Oslo is experiencing both a heat wave and a crime wave—although strictly speaking, though the police are investigating multiple blood-drenched crime scenes, without any bodies, they have no corresponding crimes to investigate.

Hanne Wilhelmsen is exhausted. With so many violent crimes to investigate, she’s working too much, and although she relaxes by taking long rides on her rose-colored Harley-Davidson, the strain of keeping her fifteen-year lesbian relationship a secret is draining her. Her colleague, Håkan Sand, has a similar balancing act; he must keep secret his ongoing affair with Karen Borg, his married colleague. Kristine Håverstad is the latest rape victim. Assaulted in her own apartment, she retreats to her childhood home in her father’s house, where he and she silently—and independently—plot revenge against her attacker, whose identity they manage to uncover at the same time as the police.

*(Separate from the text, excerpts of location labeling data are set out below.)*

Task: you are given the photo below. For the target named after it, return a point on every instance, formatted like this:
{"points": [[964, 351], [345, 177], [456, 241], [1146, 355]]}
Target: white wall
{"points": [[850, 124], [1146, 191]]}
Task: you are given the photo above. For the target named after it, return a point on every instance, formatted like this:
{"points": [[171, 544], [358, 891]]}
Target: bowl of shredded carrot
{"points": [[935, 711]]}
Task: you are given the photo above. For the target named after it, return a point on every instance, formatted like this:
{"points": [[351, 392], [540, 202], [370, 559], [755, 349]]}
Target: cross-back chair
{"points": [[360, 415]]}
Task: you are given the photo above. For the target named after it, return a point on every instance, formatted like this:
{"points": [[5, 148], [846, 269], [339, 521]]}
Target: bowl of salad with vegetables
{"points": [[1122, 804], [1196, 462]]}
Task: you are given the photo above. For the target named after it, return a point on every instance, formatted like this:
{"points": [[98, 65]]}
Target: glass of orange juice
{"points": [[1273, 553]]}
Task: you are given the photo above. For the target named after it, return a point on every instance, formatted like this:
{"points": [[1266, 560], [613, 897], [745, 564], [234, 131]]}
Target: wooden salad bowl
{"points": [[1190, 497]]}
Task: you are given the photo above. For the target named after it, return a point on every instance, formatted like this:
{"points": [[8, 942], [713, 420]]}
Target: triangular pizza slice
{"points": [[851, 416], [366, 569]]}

At only 211 pages, the book is short and fast-paced. Holt provides some insight into Wilhelmsen and Sand, but where this book shines is its depictions of the victims: Kristine Håverstad, crippled by shame and hopelessness; Finn Håverstad, driven by tremendous guilt and helplessness; and the Iranian asylum seeker who lives in the apartment beneath Kristine’s and whose fate is in the hands of the Norwegian bureaucracy. Holt is able to maintain a sense of tension and unease right up until the very last page.


My rating: 4 stars

Review: Stonefly by Scott J. Holliday


StoneflyStonefly by Scott J. Holliday (Haley Road Publishing, 2013).

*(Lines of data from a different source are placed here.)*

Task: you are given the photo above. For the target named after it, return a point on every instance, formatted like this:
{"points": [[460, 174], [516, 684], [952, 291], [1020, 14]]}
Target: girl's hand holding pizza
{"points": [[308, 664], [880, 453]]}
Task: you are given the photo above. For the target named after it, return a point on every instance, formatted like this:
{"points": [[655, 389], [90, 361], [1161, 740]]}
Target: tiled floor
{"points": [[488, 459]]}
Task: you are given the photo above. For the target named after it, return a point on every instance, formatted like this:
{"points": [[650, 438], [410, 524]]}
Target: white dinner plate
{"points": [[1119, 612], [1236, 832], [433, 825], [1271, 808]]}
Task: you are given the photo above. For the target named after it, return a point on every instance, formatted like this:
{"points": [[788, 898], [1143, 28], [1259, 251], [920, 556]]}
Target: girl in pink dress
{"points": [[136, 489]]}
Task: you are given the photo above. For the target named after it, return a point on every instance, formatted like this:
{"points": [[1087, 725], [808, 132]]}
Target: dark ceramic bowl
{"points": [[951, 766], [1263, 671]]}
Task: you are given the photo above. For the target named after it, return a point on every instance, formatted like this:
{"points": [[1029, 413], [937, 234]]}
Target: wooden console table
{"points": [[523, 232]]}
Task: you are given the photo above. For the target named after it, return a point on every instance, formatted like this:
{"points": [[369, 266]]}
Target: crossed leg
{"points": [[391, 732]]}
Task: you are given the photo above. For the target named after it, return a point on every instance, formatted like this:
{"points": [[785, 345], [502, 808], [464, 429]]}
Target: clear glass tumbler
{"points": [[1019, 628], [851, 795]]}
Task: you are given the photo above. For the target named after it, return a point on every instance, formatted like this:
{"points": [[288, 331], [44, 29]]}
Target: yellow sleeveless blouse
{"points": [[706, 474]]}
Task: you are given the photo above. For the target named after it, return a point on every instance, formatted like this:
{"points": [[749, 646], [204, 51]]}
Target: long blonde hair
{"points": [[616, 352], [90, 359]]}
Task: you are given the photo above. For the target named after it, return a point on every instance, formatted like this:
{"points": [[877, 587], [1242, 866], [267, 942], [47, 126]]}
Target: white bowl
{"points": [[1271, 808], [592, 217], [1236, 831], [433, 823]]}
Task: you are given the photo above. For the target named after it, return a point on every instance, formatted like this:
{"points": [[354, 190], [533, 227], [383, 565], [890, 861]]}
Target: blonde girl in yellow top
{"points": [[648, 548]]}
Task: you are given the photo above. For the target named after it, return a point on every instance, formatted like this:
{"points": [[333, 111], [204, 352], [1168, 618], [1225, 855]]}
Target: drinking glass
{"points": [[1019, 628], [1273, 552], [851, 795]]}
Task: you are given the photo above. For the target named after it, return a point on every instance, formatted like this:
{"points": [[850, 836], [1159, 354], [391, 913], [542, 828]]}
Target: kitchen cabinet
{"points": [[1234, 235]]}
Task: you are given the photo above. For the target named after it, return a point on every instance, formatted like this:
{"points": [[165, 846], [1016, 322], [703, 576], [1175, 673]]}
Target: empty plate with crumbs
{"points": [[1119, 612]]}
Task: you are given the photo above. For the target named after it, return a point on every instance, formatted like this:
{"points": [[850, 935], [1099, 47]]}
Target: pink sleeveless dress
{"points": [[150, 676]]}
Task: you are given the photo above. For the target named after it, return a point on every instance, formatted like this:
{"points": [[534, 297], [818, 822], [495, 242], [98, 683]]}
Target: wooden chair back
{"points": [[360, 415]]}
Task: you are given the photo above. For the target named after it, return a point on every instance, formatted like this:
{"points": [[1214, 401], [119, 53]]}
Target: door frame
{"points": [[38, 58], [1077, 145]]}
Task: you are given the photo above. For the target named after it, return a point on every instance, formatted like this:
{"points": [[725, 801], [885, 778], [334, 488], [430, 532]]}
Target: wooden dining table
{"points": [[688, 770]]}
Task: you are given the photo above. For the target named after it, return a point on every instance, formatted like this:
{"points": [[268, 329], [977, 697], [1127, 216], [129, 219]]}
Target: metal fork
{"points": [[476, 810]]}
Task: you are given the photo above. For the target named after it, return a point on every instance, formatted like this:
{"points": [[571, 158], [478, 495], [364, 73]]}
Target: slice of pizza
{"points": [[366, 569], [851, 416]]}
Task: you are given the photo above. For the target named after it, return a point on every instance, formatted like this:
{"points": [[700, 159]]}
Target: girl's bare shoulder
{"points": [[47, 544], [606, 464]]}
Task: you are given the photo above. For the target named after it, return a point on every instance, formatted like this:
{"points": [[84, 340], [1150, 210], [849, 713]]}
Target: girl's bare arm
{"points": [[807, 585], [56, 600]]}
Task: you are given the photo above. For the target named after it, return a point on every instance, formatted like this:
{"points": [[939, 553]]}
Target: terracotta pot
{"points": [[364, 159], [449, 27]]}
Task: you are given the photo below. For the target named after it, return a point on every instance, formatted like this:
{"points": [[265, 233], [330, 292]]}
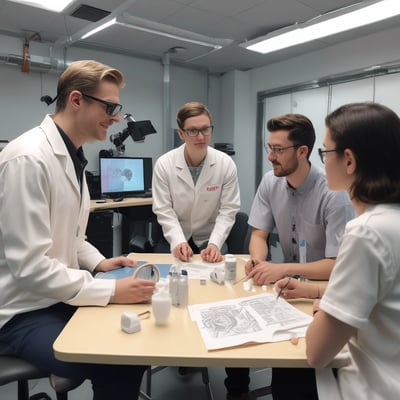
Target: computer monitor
{"points": [[125, 176]]}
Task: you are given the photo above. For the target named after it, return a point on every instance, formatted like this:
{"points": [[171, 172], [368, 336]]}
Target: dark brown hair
{"points": [[300, 128], [372, 132]]}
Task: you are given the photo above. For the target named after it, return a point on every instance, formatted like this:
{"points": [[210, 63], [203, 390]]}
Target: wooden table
{"points": [[95, 205], [94, 335]]}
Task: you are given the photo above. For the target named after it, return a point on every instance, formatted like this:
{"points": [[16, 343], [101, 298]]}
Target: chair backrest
{"points": [[239, 237]]}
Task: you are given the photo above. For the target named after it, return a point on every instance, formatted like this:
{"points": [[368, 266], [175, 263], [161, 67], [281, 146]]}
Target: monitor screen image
{"points": [[124, 176]]}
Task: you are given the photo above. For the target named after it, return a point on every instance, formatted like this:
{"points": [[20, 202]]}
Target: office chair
{"points": [[239, 236], [14, 369], [150, 371]]}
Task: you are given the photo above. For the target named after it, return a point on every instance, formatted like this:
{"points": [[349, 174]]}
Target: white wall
{"points": [[376, 49], [142, 96]]}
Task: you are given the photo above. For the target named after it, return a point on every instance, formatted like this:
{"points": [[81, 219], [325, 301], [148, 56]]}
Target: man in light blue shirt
{"points": [[310, 219]]}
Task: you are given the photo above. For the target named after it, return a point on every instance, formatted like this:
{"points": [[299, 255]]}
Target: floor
{"points": [[167, 384]]}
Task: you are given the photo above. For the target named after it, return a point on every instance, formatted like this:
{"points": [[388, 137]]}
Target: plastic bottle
{"points": [[183, 289], [161, 302], [230, 268]]}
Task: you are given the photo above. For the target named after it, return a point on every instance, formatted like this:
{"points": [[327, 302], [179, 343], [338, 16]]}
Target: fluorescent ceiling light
{"points": [[156, 28], [51, 5], [99, 28], [302, 33]]}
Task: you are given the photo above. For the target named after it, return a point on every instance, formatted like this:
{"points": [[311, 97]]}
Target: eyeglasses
{"points": [[322, 153], [111, 108], [206, 131], [278, 150]]}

Blurb: Jacob Duke has come back to Braketon­—a sleepy, backwoods town bordering Dover, the mental institution where he spent his formative years. Jacob’s intention is to enjoy Braketon’s woods and water for the first time as a free man, but he soon discovers that Dover isn’t through with him yet. Driven by a curse that compels him to grant any wish he hears, Jacob is drawn back into his disturbing former life by a young boy’s desire to see his own father dead.

Complicating things are Lori Nelson, Jacob’s friend who continues to put new boyfriends in his path, and Motown, Jacob’s friend from his years at Dover, who carries a secret that rocks Jacob’s foundation and makes him question his own morality.

Stonefly has an intriguing setup: Jacob Duke suspects his father is a genie who has given him the worst kind of curse: When he hears someone make a wish, Jacob is compelled to make that wish come true—or the wisher will die. The world-building around Jacob and his birthright is well thought out and presented; there’s not too much information, just enough presented exactly when it’s needed to have the most impact.

Jacob’s curse has led him to do some unthinkable things. At the age of ten, he killed a classmate. Not long after, he punctured his own eardrums with a pencil. But when ten-year-old Frankie wishes someone would kill his father, Jacob is faced with the worst kind of moral dilemma.

This was a competently written book, and I think with a little work it could have been better. I think it was self-published, and there are some rough edges that could stand to be smoothed (primarily interrupting action with flashbacks, which bled the tension at the worst possible moments), but all in all this was an enjoyable read.

This ARC was furnished by the author via Netgalley in exchange for an honest review.